Maher is wrong to suggest there’s anything inherently financially regressive about free college; it’s not regressive if it’s funded through progressive taxation, and is only a subsidy from the poor to the rich if the funding structure is intentionally designed that way. But more importantly, Maher misses the critical point that, even if a college education is not really necessary for most jobs, getting prepared for a job shouldn’t be the point of going to college. The reason everyone deserves to have a college education if they want one is that everyone deserves to have a few years being intellectually curious without most of their time being put towards a job. Maher says that college should be “unnecessary,” so that “the two-thirds of Americans who either can’t afford to or just don’t want to go don’t feel shut out.” But what if a portion of those Americans don’t want to go to college because it’s “necessary” but because they want to to learn for the sake of learning? The radical scholar Norman Finkelstein put the point well in a recent response to Maher on the Bad Faith podcast: 

“That clip filled me with loathing for Maher. ‘Who needs college education?’ … College education is the last opportunity most young people have to think about the big questions in life, to reflect. In my generation, no one [in college] thought about what they were going to do in life.
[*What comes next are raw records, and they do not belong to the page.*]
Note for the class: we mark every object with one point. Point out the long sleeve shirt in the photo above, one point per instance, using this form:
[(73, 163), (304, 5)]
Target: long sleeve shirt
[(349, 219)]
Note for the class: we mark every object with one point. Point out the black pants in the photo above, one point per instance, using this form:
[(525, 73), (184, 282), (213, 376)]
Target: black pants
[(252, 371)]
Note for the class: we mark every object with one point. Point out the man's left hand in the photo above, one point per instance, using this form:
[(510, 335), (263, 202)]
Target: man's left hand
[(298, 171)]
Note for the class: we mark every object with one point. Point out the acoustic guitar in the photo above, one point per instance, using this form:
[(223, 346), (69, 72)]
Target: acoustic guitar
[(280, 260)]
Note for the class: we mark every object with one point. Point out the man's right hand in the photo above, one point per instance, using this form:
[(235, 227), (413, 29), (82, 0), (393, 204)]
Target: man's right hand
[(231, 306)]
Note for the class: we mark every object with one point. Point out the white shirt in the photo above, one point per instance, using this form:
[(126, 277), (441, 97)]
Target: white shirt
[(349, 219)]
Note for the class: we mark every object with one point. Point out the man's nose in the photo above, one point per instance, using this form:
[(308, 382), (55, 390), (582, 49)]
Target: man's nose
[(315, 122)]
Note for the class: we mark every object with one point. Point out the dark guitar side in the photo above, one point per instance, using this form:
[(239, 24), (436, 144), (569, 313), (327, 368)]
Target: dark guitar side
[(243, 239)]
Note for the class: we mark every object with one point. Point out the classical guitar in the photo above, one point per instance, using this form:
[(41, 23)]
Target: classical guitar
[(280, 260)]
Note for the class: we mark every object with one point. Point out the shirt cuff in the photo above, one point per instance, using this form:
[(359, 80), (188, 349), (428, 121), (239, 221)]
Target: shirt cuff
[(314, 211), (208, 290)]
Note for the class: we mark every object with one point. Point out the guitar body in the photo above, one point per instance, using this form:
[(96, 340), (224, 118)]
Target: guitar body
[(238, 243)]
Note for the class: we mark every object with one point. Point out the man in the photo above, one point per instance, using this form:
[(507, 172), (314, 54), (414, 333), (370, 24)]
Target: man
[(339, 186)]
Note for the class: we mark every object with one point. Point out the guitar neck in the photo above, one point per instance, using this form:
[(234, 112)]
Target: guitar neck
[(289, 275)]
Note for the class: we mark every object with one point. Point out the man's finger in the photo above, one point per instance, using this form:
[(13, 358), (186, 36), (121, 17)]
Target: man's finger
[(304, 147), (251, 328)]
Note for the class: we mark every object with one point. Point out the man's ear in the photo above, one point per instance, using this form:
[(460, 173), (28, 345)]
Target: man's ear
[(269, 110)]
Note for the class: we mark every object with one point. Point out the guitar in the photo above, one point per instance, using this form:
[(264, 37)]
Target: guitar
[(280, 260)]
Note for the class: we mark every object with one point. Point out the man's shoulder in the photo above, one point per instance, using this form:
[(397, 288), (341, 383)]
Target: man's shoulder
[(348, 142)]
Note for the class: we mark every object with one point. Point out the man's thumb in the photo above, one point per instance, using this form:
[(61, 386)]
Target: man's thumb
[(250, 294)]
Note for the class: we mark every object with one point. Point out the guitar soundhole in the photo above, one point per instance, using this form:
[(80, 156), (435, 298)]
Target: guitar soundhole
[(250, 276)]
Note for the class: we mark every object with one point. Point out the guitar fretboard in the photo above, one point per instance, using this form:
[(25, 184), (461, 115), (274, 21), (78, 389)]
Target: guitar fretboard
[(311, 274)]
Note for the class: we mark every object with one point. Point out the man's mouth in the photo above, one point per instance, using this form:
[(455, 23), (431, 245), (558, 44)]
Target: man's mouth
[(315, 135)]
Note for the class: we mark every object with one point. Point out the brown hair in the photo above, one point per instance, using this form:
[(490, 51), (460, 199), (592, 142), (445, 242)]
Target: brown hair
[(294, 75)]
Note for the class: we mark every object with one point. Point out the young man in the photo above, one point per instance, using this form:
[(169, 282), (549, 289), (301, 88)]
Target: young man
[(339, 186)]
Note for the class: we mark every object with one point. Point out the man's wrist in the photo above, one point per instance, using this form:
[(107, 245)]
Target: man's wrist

Because our assumption was [that] when we were ready to join the workforce, there would be a job. … So college was not utilitarian. … We never thought about a job. You know what we thought about? We thought about life, the meaning of life, the purpose of life, ideas. And when I hear this sack of shit say ‘They don’t need college education.’ Fuck you, man! Working-class people can’t dream? Working-class people can’t expand their horizons? Working-class people can’t think about the bigger things in life?”

If we respond to the spiraling costs of college by finding ways for people to avoid having to go to college in order to get a job, we may reduce the injustice of student loan debt. But in doing so, we’d be cutting out something valuable from many young people’s lives: the period of intellectual freedom and curiosity that makes college such an important time in people’s lives. Everyone deserves such an opportunity. There’s a common talking point on the right that wanting everyone to go to college is snobby or elitist. In fact, as Finkelstein points out, what is elitist is the view that higher learning should only be for some people, and that others should be funneled straight from high school into manual labor where they belong. But why shouldn’t everyone get to spend a portion of their youth studying French literature or musicology or philosophy or Black history, even if they never intend to make a career out of the subject? American universities have major dysfunctions—administrative bloat, the precarity of adjuncts, sky-high tuition—but we should fix the university, not burn it down. Attending college should be a universal right of all. It should be a place where anyone can go to discover advanced knowledge and be taught by leading scholars. Even if we are cynical about the present state of higher education in this country, college itself deserves a strong defense.